Cheers is a unique library that also doubles as a café. The books don't seem great, but the food here is certainly something to look forward to.



The cafe is completely vegetarian

IT'S THE place and not what's in it that really counts at Cheers, the new library café and teetotaler's tavern on Residency Road named after — you got it — the TV serial. The owners loved the sense of cozy fellowship, camaraderie, and conversation that flowed in the serial and that's what inspired them to start Cheers. That and the kind of bookshops with cafes they noticed in America.

Cheers has books, magazines, and movies that you can either rent out or read/watch right there. It's air-conditioned, fairly comfortable, and has a café that serves, among other things, different pastas, mocktails, coolers, gourmet coffee, and organic tea.

The books are a disappointment — a clutch of bestsellers and some non-fiction, mostly the self-help kind. They also have audio books on CD-RoMs. Nice idea, but the books are mostly classics, nothing contemporary or even modern (though I did spot Ayn Rand's Anthem). The movies — on DVD and VCD — are again mostly just blockbusters. (They do have one set of specialised films — American TV serials and mini-series from the '70s such as Alex Haley's Roots and Three's Company).

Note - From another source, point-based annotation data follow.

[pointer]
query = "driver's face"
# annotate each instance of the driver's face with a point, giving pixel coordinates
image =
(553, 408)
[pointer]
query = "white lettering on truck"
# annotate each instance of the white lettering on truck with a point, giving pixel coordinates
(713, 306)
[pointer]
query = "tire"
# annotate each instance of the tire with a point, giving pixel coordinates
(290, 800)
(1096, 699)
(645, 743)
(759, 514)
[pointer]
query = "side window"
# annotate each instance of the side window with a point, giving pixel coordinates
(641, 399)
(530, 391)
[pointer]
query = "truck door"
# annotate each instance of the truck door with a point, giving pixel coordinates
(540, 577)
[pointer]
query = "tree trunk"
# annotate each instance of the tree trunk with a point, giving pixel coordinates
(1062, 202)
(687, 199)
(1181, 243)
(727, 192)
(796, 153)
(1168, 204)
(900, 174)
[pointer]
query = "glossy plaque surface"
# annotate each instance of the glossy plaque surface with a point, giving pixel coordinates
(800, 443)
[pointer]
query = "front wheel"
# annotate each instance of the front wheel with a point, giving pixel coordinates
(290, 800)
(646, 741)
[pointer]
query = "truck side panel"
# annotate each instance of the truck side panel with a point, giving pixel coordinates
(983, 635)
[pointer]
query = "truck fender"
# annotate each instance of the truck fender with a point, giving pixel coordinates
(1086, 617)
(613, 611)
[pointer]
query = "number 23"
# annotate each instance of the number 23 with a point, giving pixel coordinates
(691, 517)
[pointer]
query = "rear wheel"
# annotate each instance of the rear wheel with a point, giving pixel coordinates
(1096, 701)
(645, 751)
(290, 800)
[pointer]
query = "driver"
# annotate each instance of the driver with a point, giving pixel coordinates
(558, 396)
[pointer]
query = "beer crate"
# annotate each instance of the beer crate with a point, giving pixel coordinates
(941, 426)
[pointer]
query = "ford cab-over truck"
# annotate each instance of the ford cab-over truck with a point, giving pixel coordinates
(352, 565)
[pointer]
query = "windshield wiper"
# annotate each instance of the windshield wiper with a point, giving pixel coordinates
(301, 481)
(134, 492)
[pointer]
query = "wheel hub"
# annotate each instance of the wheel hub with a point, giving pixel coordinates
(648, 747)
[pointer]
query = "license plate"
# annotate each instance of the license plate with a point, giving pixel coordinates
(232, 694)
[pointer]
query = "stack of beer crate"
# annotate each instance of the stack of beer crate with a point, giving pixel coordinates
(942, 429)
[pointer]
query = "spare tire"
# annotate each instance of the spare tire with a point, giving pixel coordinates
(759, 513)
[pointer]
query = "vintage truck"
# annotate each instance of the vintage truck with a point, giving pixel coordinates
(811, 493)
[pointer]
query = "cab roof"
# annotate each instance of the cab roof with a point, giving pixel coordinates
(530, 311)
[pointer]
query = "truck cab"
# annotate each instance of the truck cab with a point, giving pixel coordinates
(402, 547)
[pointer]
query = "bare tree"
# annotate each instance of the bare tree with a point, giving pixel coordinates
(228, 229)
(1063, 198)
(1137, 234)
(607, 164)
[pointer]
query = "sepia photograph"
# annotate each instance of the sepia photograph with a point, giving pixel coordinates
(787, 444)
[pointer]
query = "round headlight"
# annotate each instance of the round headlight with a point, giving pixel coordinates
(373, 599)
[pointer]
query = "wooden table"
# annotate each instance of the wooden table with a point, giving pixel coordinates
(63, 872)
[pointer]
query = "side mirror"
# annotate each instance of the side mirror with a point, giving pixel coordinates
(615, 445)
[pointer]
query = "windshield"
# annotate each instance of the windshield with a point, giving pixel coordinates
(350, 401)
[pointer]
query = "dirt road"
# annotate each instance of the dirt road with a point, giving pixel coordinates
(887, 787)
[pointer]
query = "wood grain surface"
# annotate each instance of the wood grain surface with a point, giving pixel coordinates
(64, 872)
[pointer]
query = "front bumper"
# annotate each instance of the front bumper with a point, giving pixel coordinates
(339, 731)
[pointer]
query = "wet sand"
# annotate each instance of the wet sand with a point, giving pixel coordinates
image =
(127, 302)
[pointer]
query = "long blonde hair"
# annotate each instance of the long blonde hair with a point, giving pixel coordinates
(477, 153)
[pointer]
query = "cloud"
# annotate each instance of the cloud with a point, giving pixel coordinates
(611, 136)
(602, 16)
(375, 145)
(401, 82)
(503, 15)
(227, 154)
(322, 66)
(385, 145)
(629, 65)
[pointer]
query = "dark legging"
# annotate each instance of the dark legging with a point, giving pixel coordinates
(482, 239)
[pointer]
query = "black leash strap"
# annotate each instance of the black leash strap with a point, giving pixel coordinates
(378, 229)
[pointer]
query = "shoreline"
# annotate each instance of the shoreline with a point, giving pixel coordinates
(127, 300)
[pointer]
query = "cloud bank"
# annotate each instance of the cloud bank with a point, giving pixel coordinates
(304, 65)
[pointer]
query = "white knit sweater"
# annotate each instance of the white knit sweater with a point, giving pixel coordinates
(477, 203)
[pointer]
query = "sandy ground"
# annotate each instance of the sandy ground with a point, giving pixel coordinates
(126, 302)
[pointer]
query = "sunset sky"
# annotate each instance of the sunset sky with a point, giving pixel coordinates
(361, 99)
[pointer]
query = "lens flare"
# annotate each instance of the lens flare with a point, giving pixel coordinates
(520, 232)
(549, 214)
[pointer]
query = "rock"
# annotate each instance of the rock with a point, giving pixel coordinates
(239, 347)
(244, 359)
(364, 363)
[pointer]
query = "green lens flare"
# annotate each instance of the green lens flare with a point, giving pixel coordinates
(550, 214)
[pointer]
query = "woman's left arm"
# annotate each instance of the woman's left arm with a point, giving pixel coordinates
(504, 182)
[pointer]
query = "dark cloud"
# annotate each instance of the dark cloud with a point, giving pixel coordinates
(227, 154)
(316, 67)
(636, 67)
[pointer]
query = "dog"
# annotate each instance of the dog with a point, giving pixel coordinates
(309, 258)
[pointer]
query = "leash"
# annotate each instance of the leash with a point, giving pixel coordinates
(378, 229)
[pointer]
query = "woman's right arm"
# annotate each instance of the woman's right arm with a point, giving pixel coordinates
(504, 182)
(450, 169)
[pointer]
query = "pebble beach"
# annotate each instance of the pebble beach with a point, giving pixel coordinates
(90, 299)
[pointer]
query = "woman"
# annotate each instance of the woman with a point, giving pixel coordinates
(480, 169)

The VCDs cost Rs. 30 to rent, the DVDs Rs. 70 — or you can borrow, say, 15 of them at a time and keep them for a month at the same rental charges. What's different then about Cheers (a branch of the Leisure Café off Airport road) is the food and drinks (which you have to pay for, the membership doesn't cover that) seems actually more interesting than the books and movies.

Another thing to cheer about this café is the food — it's totally vegetarian and the desserts are all egg-less. The ice creams here are `natural' — sugarcane, watermelon, sitaphal, and so on.

In a short while, Cheers will be the first café in Bangalore to serve flavoured mineral water! The mocktails are around Rs. 40, the soups and salads are Rs. 35 to 45, the pasta salad bar is Rs. 75, the main entrée is Rs. 80, and a special five-course meal with a glass of champagne and the house dessert costs Rs. 195. The menu also says that you can get an authentic Sindhi meal here.


The owners call Cheers, `a member-driven club'. Hopefully, it would be more than a club — that it would create community. Because that's what the original TV serial Cheers was all about: good conversation, warm friendships, and a sense of community.